Stifatho with garlic, mint and sesame seed bread

Stifatho with garlic, mint and sesame seed bread

The recipe was rather simple, as explained by the waiter. Meat is sealed in an adobe pot with olive oil (Greek oil, of course), to which garlic and several spices are added (minced rosemary, 2-3 cloves, 1-2 laurel leaves and 1 small cinnamon stick). Onions are separately fried (also in olive oil) and reserved. After cooking for 1-2 min some red wine vinegar (2 table spoons), red wine (100 ml), honey (1 table spoon) and water (about 0.5-1 glass) are added. The pot is then closed and left to cook on low heat for a couple of hours, being occasionally stirred (also check the water, as it should not be let to dry). After the beef is really tender the onions are added and left to cook for an additional 30-45 min. Don`t forget to season. Our stifado was served with a home made garlic, mint and sesame seed bread, along with olive oil. Unforgettable!

A Paradise in Southern Brazil

15 May

Everyone has his (her) own favorite places in the world.  For me, one of them is Santa Catarina Island, southern Brazil, where the city of Florianópolis is located. Not by chance this is the place where I was born. Discovered in 1514 by the Portuguese, it was really colonized about 200 years later by immigrants from the Azores and from Madeira Islands.  It is a beautiful place, full of friendly people (don’t worry, I don’t live there anymore), not to be missed by anyone, specially if you enjoy the sea (and who doesn’t?).

The island, about 100 km long and 20 km wide, has 42 beaches (even though I have walked all around the island in my youth days I have never been able to reach this number), ranging from protected bay areas (where some wonderful oysters are grown) to open sea beaches (a surfers paradise).

My father has a house on “Praia dos Ingleses” (Englishmen’s Beach), on the north end of the island, where my family usually spends quite a few days during summer vacations.  At one of the beach extremities (east side, almost at the corner of Estrada Dom João Becker and Estrada Vereador Olindo Lemos – GPS: S 27O 26.629` and W 48O 22.579`) there is a small restaurant called “Dunas” (Sand Dunes).

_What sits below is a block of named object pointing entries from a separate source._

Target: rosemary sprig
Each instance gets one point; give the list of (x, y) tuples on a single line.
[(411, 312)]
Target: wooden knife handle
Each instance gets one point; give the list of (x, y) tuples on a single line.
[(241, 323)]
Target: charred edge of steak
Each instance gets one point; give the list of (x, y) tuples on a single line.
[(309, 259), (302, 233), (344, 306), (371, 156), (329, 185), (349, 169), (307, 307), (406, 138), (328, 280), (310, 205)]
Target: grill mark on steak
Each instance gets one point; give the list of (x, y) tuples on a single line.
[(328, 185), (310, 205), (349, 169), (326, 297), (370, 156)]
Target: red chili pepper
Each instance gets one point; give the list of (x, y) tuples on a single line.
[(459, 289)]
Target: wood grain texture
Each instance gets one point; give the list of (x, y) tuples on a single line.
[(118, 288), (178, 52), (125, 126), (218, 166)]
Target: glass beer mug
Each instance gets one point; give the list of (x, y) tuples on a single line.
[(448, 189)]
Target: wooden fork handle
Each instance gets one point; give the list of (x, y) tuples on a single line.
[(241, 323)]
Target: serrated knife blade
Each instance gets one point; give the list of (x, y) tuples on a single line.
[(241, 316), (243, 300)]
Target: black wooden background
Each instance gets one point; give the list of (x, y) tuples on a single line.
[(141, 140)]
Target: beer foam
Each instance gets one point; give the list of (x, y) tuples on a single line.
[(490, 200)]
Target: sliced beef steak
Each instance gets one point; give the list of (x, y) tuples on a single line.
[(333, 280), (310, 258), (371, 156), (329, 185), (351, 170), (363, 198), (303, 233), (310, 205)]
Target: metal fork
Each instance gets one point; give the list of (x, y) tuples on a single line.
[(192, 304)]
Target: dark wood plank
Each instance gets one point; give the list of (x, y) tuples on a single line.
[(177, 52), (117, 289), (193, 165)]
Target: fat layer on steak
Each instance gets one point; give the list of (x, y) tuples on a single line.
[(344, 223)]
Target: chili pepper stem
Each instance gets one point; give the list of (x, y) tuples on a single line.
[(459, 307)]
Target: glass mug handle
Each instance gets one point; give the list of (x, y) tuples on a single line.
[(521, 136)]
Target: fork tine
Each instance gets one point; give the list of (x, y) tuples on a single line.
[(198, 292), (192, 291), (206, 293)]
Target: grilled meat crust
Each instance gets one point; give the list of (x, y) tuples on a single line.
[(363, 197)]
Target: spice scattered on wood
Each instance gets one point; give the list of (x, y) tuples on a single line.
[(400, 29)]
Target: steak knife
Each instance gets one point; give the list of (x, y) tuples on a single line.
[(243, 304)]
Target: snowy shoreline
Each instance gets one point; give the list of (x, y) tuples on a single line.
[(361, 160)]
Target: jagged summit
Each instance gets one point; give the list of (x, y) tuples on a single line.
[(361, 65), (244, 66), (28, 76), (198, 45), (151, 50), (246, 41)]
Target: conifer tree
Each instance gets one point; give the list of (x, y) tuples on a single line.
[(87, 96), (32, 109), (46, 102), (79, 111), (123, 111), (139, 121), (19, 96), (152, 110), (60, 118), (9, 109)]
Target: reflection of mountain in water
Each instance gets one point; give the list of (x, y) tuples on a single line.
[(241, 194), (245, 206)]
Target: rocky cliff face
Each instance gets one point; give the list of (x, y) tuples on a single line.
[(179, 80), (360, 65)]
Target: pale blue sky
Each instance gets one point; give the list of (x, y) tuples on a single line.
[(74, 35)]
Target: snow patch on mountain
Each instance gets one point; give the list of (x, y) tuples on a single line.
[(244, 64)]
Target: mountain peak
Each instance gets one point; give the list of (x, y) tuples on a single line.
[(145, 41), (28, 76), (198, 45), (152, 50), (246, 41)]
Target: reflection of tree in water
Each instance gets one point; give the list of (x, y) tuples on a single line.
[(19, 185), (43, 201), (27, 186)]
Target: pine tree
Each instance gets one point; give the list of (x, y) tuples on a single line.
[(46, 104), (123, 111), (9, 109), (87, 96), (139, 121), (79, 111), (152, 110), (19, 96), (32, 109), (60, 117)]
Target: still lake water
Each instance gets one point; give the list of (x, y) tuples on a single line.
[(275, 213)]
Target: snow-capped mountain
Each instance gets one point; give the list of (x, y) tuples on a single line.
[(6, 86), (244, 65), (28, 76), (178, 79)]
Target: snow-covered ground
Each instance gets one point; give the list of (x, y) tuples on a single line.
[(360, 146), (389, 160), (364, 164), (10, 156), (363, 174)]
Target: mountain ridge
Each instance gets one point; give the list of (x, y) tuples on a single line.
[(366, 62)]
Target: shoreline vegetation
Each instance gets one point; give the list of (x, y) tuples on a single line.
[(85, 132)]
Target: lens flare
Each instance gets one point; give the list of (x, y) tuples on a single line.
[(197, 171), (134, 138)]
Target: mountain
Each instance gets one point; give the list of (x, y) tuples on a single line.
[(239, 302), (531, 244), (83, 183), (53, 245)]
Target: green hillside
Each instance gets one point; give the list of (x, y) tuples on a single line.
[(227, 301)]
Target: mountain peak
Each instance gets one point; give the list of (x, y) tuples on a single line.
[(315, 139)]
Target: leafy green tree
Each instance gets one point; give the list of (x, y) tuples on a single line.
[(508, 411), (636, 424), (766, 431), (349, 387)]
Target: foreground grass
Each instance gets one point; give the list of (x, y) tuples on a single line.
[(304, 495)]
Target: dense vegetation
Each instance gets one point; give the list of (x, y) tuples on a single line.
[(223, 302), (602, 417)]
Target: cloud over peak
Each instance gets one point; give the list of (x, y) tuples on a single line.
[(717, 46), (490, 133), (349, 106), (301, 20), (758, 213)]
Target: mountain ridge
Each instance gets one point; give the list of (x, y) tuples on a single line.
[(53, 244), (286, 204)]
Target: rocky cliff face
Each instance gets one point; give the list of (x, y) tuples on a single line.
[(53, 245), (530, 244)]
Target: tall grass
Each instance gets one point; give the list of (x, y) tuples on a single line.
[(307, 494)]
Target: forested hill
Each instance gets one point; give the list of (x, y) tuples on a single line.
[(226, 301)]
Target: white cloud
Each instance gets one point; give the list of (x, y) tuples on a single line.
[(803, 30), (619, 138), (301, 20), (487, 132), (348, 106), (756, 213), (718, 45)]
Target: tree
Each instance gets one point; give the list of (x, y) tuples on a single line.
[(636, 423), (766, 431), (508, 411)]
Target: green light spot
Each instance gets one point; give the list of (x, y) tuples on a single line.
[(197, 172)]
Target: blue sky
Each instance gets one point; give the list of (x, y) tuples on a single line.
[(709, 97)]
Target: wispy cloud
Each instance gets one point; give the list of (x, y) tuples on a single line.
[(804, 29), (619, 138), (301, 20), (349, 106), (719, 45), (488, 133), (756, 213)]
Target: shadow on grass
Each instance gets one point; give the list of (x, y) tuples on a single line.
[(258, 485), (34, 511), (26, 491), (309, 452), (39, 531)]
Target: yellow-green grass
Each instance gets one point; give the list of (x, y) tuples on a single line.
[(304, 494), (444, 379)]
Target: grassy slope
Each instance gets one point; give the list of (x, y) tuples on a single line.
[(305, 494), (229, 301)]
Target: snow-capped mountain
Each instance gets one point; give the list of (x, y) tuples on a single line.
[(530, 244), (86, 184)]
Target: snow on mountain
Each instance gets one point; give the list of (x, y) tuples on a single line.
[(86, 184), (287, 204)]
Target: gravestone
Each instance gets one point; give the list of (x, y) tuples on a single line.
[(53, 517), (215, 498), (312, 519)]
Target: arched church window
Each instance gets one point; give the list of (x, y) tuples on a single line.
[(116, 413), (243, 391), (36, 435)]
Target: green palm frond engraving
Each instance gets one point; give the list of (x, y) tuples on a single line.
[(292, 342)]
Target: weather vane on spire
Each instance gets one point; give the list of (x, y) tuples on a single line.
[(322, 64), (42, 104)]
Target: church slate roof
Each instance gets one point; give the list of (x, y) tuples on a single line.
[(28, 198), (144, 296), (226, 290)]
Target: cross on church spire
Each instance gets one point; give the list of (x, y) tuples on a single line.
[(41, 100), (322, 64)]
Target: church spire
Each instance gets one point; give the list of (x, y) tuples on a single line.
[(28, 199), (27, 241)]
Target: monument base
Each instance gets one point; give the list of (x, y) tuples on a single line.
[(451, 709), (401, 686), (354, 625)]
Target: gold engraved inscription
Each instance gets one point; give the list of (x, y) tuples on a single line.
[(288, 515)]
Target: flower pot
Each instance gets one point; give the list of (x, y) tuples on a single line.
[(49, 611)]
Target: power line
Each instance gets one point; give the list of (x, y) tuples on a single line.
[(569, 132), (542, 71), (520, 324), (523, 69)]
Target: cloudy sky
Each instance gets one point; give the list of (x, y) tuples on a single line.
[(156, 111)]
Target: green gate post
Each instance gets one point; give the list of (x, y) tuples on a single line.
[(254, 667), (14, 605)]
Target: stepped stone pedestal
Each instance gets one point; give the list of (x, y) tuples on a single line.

The restaurant is located right at beach, so close that you can almost dive into the sea from the window.  One of these days I went there with my wife and my 2 daughters for lunch.  The menu is, of course, plenty of seafood.  We ordered, shrimp in “catupiry” sauce and grilled mullet, along with a simple salad (onions, carrots, lettuce, beets and tomatoes) and rice (one of the girls could not refrain from having some French fries).

Shrimps with "catupiry" and grilled mullet

Shrimps with "catupiry" and grilled mullet

“Catupiry”, which means “excellent” in Tupi-guarini (the language spoken by most Brazilians native indian tribes at the time of discovery, in 1500), is a soft and mild cheese (almost like the American cream cheese), which was developed in the first half of the last century by an Italian immigrant.

The basic recipe seems to consist of a very mild sauce (butter fried onions and garlic with some small diced tomatoes, minced parsley and spring onions) to which the shrimp (most probably a Penaeus sp.) and the cheese are added (the idea is to preserve the shrimp taste and enjoy the cremosity and light saltiness of the cheese).  Cooking is done in an adobe pot. A very simple but fairly elegant dish served over plain white rice.

Shrimp with "catupiry" sauce

Shrimp with "catupiry" sauce

The mullet (Mugil sp.), which is found worldwide in tropical to temperate coastal waters, is very appropriate for grilling due to its high fat content.  It was seasoned with salt and pepper only.

The service was quite informal and matching the place, a very happy and friendly fellow who seemed to enjoy his job.  The price was quite reasonable (around US$ 17,00/person – soft drinks included). The shrimp was excellent, the mullet not bad (although a bit overdone), and the scenery, as well as the company, just unpayable.  Almost paradise.

Is there a better way to wait for your lunch?

Is there a better way to wait for your lunch?